Google gives us an early look at the new Chrome OS design


All of Google’s properties will eventually bear a look inspired by ‘Material Design‘ and Android L, and Chrome OS is part of that sweeping visual overhaul, too. A new preview posted by Google “Happiness Evangelist” François Beaufort shows a very early design inspired by the card-style multitasking view that made an appearance in Android L, the new Material Design-based update for Google’s mobile OS. The new look, which clearly lacks polish and yet bears some hallmark resemblance to Google’s other Material Design reimaginings, is actually available already on the pre-release Chromium OS builds, and those keen on getting an early look and not afraid to get their hands a little dirty can follow along with fresh updates to the new look as they happen.

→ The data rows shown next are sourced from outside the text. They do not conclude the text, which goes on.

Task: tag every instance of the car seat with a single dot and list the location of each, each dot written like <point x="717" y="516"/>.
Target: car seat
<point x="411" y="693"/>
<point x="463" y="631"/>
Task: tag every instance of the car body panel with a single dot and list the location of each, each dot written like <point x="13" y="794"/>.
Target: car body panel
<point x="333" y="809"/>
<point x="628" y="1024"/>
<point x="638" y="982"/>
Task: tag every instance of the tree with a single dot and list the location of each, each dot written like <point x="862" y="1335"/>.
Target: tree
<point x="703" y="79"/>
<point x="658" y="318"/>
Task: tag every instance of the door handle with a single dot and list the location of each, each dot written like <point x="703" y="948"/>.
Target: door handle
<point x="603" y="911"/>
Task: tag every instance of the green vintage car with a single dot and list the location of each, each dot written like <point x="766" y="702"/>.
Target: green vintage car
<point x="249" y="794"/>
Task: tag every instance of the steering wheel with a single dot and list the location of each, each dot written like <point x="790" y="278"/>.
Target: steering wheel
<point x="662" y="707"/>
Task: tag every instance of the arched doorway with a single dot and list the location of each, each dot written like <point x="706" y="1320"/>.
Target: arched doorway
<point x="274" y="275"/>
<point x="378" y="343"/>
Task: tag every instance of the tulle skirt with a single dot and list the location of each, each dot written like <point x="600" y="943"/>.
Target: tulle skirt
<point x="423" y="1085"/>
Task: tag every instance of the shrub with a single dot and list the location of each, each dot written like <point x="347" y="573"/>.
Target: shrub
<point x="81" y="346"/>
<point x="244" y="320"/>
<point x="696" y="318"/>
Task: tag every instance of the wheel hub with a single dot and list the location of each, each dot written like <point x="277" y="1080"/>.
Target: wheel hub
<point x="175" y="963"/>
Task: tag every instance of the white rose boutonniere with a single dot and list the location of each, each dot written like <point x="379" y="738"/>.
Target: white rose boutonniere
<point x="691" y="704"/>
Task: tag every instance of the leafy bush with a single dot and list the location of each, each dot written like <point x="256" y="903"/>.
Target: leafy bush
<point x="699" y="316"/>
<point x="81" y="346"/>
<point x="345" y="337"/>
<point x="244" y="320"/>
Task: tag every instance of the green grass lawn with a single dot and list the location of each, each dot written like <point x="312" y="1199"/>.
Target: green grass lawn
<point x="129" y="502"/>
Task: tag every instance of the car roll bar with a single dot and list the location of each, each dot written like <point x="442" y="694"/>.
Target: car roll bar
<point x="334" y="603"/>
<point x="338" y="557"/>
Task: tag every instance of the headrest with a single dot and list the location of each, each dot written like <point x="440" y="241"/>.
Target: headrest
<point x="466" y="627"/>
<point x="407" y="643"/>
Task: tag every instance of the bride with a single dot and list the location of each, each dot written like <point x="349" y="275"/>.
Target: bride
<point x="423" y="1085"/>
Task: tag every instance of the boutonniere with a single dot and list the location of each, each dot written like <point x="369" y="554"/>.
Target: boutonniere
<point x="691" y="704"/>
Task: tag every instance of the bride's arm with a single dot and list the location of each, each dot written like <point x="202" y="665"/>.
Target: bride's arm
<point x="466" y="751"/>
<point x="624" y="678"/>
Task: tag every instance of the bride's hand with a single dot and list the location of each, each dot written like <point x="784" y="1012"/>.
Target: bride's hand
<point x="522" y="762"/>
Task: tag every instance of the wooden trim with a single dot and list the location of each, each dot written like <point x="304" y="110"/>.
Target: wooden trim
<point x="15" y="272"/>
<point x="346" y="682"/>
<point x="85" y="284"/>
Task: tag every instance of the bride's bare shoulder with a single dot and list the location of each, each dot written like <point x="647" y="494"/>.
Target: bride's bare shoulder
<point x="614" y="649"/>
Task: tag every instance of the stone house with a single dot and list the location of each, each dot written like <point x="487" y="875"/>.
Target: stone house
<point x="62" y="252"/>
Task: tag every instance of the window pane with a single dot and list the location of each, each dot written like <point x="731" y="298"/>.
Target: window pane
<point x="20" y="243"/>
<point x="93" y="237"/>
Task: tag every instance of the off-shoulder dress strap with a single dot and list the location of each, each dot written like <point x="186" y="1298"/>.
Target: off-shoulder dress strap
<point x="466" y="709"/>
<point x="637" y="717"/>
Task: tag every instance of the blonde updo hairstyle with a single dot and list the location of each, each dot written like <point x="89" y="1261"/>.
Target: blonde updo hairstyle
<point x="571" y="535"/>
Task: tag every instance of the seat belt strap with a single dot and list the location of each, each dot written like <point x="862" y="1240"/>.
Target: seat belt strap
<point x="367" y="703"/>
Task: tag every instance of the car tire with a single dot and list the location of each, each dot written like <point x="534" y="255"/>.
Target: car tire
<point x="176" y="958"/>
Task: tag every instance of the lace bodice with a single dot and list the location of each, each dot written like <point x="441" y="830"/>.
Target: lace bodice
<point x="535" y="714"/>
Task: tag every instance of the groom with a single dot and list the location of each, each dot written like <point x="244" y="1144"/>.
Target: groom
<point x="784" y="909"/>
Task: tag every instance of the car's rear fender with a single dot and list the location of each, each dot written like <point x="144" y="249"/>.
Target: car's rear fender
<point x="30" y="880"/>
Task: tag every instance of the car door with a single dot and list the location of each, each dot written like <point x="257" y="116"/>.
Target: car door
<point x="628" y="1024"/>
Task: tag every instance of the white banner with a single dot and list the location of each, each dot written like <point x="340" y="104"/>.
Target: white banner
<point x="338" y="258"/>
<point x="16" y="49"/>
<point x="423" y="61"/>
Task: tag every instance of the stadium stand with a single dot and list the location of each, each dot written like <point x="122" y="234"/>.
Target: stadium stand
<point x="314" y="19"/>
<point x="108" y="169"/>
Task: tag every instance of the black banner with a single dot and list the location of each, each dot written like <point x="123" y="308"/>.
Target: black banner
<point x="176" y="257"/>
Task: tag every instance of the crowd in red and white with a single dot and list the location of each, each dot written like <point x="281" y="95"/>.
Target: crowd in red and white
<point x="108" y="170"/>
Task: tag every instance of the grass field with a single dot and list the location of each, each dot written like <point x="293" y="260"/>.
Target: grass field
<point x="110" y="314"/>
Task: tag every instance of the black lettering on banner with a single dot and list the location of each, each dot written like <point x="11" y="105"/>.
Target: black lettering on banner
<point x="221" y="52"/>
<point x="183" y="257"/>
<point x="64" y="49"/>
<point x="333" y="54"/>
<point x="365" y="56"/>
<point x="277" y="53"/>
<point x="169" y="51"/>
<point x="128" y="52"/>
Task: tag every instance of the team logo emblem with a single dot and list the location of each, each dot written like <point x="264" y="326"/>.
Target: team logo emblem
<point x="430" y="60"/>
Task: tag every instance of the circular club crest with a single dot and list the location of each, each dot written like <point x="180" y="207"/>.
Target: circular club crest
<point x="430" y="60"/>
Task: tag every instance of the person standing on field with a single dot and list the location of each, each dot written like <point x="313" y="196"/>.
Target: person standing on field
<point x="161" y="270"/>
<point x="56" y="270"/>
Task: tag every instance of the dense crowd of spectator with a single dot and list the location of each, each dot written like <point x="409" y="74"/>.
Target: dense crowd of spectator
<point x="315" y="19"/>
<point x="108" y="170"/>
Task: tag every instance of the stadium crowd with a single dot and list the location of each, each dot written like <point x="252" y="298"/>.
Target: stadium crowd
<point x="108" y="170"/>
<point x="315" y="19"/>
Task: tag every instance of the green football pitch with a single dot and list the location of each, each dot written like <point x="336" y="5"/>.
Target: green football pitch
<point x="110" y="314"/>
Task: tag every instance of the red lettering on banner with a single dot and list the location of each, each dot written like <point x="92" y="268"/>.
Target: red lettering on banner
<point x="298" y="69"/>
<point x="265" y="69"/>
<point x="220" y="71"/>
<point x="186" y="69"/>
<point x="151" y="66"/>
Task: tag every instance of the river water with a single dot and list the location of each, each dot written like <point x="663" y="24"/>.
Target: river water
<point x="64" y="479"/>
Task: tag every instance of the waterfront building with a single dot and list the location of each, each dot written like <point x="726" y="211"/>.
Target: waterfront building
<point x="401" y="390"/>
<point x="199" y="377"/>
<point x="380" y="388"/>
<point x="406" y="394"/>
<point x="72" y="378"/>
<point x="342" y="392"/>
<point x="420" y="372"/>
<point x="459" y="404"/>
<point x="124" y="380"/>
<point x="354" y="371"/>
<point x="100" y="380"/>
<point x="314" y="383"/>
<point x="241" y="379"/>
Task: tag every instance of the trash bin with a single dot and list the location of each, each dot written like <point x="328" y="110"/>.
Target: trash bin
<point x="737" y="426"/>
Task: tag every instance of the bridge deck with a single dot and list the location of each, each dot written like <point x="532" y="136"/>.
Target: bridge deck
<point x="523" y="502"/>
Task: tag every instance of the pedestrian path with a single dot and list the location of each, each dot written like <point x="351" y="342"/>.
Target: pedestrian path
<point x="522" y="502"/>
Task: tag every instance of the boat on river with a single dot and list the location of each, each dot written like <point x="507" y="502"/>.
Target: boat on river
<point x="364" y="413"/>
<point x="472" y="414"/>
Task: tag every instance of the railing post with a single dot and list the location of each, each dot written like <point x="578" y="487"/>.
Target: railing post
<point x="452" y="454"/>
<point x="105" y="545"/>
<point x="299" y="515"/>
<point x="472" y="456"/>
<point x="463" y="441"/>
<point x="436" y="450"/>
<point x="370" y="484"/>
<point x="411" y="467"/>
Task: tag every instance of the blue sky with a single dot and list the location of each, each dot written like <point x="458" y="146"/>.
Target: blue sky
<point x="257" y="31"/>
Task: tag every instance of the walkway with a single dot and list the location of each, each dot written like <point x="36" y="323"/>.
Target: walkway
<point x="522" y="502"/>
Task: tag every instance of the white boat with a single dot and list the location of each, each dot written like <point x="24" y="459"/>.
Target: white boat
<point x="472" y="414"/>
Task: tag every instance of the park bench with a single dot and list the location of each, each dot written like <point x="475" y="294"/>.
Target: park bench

Google’s François Beaufort shared a screenshot today of a completely redesigned user experience for Chrome OS that he says the Chromium OS team is currently experimenting with. The screenshot shows a first draft that “consists in a collection of windows with some simple window management.” The project is called Athena and Beaufort shared instructions for checking it out in the Chromium source code (the open source project that Google’s Chrome OS shares its code with): “By simply checking out the chromium source code and compiling the convenient “athena_main” target withninja -C out/Release athena_main, you’ll be able to follow the Work In Progress.” As you can see in the image, the UI seems to use a similar stacking cards style interface to Chrome tabs on Android with a large search bar and a bookmarks bar along the bottom of the screen separate from the windows. Previous reports popped up when hints at the Athena project were first discovered in Chromium code. Several reports shared early details of the project including plans for a split-screen mode, touchscreen support, an onscreen keyboard, touch gestures and other hints that the project is aimed at revamping the old Chrome windows manager to be more like its touch-friendly Android counterpart.